EUR/USD: On the back foot with three-day losing streak ahead of US GDP
|- EUR/USD has charted a bearish lower high at 1.1215.
- The pair appears on track to set new 2019 low below 1.11.
- A deeper drop could be seen if the US Q1 GDP is kept unchanged or revised higher.
EUR/USD appears on track to test the recent low of 1.1107, having dropped for a third straight day on Wednesday and may print fresh 2019 lows in the North American session if the US reports a better-than-expected first quarter GDP.
The currency pair is currently trading at 1.1138, representing marginal gains on the day.
The shared currency fell 0.26% on Wednesday with German jobs data confirming the Eurozone’s strongest economy is going through a rough patch. Germany’s unemployment rate rose from 4.9% to 5.%, marking the first increase in two years. Also, Germany reported the largest one month increase in unemployment in 10 years.

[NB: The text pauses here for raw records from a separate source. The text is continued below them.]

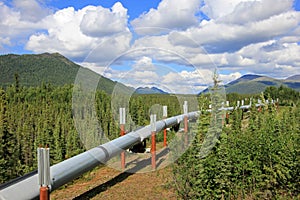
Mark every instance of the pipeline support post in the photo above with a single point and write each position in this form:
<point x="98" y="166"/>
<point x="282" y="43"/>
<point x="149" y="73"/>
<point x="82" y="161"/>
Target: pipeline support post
<point x="153" y="138"/>
<point x="44" y="172"/>
<point x="165" y="115"/>
<point x="122" y="132"/>
<point x="185" y="110"/>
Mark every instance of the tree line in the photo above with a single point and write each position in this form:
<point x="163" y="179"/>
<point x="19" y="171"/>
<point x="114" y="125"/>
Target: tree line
<point x="257" y="155"/>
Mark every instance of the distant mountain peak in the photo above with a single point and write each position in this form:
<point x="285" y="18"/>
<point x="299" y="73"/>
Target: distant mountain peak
<point x="294" y="77"/>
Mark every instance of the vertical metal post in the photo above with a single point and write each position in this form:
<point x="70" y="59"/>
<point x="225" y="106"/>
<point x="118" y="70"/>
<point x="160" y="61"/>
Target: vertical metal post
<point x="153" y="146"/>
<point x="165" y="115"/>
<point x="44" y="172"/>
<point x="185" y="110"/>
<point x="122" y="132"/>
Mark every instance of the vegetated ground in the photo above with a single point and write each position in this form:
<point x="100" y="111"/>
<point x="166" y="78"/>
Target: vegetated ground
<point x="107" y="182"/>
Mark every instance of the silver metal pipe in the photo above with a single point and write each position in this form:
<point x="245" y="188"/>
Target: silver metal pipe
<point x="65" y="171"/>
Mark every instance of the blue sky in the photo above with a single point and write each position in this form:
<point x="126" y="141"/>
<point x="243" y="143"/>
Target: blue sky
<point x="172" y="44"/>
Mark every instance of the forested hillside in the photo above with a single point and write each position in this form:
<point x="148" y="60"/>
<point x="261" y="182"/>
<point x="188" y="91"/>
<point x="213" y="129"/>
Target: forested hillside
<point x="55" y="69"/>
<point x="33" y="116"/>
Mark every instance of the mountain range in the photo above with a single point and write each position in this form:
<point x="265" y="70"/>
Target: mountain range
<point x="34" y="69"/>
<point x="253" y="84"/>
<point x="55" y="69"/>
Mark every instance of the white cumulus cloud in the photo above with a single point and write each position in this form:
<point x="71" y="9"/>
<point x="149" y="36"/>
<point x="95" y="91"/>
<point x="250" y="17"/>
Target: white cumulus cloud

The pair had dropped 0.11% and 0.28% on Monday and Tuesday, respectively, With the three-day losing streak, the EUR has established a bearish lower high at 1.1215. As a result, the low of 1.1107 hit on May 23 could come into play in the European session – more so, as the US-China trade tensions are showing no signs of abating.
Also, a drop to fresh 2019 lows below 1.11 could be seen if the US macro data betters market expectations, leading to a drop in the Fed rate cut probability.
The Gross Domestic Product Annualized (Q1), due at 12:30 GMT, is expected to show the US economy expanded 3.1% as opposed to the initial estimate of 3.2% growth. The economy registered a growth rate of 2.2% in the fourth quarter.
The EUR/USD pair, however, may reverse course for a retest of 1.1215 (May 27 high) if the US GDP is revised significantly lower, validating recession fears and strengthening the case for an early Fed rate cut.